Tuesday, April 17, 2012

An Extract From Birdie Down - the bad guys are on the hunt


Cummings stood inside the forest’s edge and studied the still rippling water. They had just missed him. He flipped the filter down over his right eye and ramped up the thermal imaging in his left.
Coming from bright sunshine into such a gloomy environment had left Sparks all but blind. He fished around in his trouser pocket for a night scope. As he waited for it to boot up, he unfocused his eyes and looked for movement in his peripheral vision. Still he saw nothing. Hemmings shrugged in the gloom. It was like entering a cave.
Cummings flicked his filter up. There was nothing to see, just a wall of trees.
‘This way,’ he ordered.
Cummings broke away to the left and followed a spit of dry ground around the edge of the pool, looking down at it for signs of foot prints. He continued for a few hundred metres as it curved around the far side.

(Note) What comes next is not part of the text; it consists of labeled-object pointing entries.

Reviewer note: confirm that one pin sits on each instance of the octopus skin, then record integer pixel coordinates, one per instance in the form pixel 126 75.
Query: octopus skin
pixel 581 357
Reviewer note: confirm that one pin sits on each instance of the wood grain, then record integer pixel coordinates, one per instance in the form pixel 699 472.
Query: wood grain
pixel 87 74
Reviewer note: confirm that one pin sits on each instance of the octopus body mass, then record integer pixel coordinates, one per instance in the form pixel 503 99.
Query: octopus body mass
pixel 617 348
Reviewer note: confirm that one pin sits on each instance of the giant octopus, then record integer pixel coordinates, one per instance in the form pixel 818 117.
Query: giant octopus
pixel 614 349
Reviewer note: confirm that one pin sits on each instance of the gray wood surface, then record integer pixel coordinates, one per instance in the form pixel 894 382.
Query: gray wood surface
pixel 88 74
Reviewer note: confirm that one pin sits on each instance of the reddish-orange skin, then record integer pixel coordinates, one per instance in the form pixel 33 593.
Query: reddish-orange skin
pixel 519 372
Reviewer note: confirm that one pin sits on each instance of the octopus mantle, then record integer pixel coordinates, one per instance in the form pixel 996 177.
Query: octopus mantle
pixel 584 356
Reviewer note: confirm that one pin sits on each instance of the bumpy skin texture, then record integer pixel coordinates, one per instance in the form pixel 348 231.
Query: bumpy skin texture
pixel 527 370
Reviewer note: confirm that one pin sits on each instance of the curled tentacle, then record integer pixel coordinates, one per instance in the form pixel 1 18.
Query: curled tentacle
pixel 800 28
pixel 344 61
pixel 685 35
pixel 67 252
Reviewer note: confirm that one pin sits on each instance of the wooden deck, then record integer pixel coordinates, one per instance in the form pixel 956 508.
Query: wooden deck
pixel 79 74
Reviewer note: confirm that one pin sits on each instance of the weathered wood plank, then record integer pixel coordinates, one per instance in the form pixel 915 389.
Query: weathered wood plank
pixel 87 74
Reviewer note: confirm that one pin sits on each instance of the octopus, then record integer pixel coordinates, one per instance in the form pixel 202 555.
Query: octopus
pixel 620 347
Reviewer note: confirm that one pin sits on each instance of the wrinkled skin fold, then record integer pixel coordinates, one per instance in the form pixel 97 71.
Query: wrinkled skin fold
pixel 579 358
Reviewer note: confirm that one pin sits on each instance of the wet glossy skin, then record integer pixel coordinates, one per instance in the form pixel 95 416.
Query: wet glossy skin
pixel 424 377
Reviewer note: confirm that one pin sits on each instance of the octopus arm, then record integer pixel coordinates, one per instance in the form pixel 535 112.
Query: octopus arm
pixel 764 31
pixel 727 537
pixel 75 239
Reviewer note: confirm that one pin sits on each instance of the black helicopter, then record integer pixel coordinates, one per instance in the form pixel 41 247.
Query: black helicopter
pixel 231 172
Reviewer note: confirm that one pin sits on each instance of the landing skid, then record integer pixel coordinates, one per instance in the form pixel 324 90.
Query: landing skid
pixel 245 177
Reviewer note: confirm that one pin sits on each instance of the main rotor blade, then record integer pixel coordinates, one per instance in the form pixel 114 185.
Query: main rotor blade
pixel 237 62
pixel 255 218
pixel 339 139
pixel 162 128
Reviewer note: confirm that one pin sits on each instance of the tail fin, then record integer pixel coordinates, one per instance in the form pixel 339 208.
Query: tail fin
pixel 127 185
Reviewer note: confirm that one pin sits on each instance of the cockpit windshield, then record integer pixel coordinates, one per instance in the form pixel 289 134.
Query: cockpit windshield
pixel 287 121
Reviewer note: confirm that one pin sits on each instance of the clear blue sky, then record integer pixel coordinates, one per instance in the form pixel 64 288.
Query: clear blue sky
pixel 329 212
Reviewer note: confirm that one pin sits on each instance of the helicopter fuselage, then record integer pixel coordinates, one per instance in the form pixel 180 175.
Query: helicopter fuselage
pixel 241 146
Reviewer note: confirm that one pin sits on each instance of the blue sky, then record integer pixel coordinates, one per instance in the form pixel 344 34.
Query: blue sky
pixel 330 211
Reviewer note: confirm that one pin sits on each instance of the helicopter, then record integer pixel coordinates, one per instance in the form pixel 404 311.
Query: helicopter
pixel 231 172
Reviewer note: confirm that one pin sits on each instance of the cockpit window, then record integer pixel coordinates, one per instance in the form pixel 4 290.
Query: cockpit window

Sparks followed Cummings closely, looking out across the pool through his scope, trying not to bump into him whenever he stopped to check a piece of ground.
The lower half of the image began to sparkle. He stopped and looked into the pool with a naked eye. It was moving of its own accord. The fish were beginning to thrash.
‘Sir. Sir!’
Cummings stopped in his tracks, hoping Sparks had seen them. He looked to where Sparks was pointing. He saw the fish.
‘Ignore them,’ he ordered. ‘Just turn your sonics up. Now follow me.’ He set off again, annoyed to have wasted a few precious seconds.
Sparks and Hemmings followed Cummings less eagerly as he made his way around the last half of the pool. They constantly looked up at the now stirring canopy.
Cummings stopped, kicked at an empty airbed and placed his hands on his hips. Sparks and Hemmings sighed with relief, hoping Cummings would call the hunt off. But the relief was short-lived.
He pointed across to a pool that lay fifty metres or so off through the trees. Or maybe it was the edge of the river; it was difficult to say - anyways, it was brighter.
‘That way,’ he said. He set off at a run, splashing across the water, heedless of the growing noise above them.
Sparks shook his head and made to run after him, but something hit him on the shoulder. Hemmings froze, staring at Sparks’ back and then at the water. Sparks turned around.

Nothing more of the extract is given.